La reducción de la jornada laboral sin reducir los salarios o aumentar la productividad supone aumento de los salarios. El aumento de los salarios reduce el capital disponible, con lo que sólo los trabajadores más productivos seguirán empleados. Pues bien, Galbraith propone que, con cargo a ese capital menguado (los ahorros de la sociedad), se pague también una renta básica para todos los individuos. Lo que supone aún más paro, una menor producción y unos precios crecientes.
Lo curioso de los defensores de la renta básica estatal es que parecen creer que la riqueza se encuentra en las transferencias monetarias que provoca. Pero si tales transferencias se cargan la estructura productiva de bienes y servicios, simplemente no habrá bienes que comprar.
Es posible que Galbraith intuyera que algo de eso iba a pasar, aunque no comprendiera exactamente el curso causal de los acontecimientos. De hecho, sostendrá que la instauración de la renta básica estatal provocaría un incremento del poder de negociación de los sindicatos y, con ello, una espiral inflacionista de precios-salarios.
En este punto comprobaremos cómo las aspiraciones personales condicionan los razonamientos y posiciones de los intervencionistas. Para controlar esa espiral inflacionista, Galbraith defendía los controles de precios permanentes, algo que ningún economista sigue haciendo. Pero es que Galbraith fue "el zar de los precios" durante la II Guerra Mundial. Al frente de la Oficina de la Administración de Precios, era el encargado de mantener los controles sobre los mismos.
Con el tiempo su propuesta sería algo poco más refinada: la instauración de comités corporativos, típicos de las dictaduras fascistas (La sociedad opulenta, cap. XX):
El mecanismo adecuado, al que casi inevitablemente llegaremos algún día, es una especie de tribunal público en el que estén representados el trabajo, las empresas y el público.

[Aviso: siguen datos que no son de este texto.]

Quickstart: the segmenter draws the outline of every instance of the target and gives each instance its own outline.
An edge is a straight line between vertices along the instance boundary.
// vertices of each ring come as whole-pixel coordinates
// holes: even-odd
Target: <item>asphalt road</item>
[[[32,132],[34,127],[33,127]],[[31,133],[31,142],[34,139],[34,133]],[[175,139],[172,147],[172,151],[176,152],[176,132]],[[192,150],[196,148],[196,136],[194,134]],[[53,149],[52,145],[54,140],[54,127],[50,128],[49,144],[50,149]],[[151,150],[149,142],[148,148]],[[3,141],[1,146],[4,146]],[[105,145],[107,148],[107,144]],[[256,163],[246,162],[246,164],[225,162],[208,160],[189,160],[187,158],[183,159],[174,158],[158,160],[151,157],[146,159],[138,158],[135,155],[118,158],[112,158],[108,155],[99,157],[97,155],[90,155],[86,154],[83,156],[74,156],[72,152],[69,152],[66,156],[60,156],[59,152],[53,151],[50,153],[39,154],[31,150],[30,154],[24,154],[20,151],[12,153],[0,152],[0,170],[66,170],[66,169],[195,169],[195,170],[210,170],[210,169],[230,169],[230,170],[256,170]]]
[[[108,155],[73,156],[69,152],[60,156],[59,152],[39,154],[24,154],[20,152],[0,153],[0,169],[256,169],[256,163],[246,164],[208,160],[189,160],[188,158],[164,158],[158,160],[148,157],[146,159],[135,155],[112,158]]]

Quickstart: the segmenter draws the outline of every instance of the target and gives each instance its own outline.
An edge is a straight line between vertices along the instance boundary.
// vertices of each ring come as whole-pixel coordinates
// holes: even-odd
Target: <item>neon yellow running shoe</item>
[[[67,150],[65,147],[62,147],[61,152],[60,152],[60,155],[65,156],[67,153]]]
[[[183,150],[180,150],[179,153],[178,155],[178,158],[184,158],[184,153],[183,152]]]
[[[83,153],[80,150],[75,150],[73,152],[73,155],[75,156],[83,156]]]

Recapitulemos: Galbraith pretende salvarnos y emanciparnos de una tecnocracia que explota a los propietarios y a los consumidores, mediante la publicidad y el consumismo desbocado. Para ello está dispuesto a tomar el control de la educación y adoctrinar a los alumnos, impedir la libre contratación, aumentar desorbitadamente los impuestos, incrementar el peso del Estado en todos los ámbitos, ¡incluso fijar precios y salarios en un tribunal público! Tan mala es la persuasión de la publicidad, que pretende sustituirla por la persuasión de las madrasas y las pistolas.
Conclusión
Galbraith fue durante toda su vida un servil del Estado que desarrolló sus teorías al amparo del poder político. Todas y cada una de sus propuestas implican incrementar el poder del Estado y reducir el espacio de las relaciones voluntarias. Al parecer, todo lo que no surja del Estado y vaya en contra de la Arcadia feliz planificada por nuestro economista ha de ser fruto de una manipulación de la tecnoestructura mundial.
Lo lamentable no es que tengamos que refutar argumentaciones tan simplonas y mal construidas: lo auténticamente penoso es que el autor de esas argumentaciones estuviera durante toda su vida al frente de varios organismos estatales; es decir, que gozaba de un sustancial poder coactivo para aplicarlas. No sólo eso: buena parte de los políticos actuales siguen considerándolo un referente intelectual.
La obra de Galbraith ha servido únicamente para emponzoñar con falacias la ciencia económica, incrementar el intervencionismo y reducir nuestra libertad. Todo ello por complejos personales, aspiraciones políticas y una fatal arrogancia que sigue presente en muchos economistas. Recordémosle por lo que fue: un propagandista al servicio del antiliberalismo.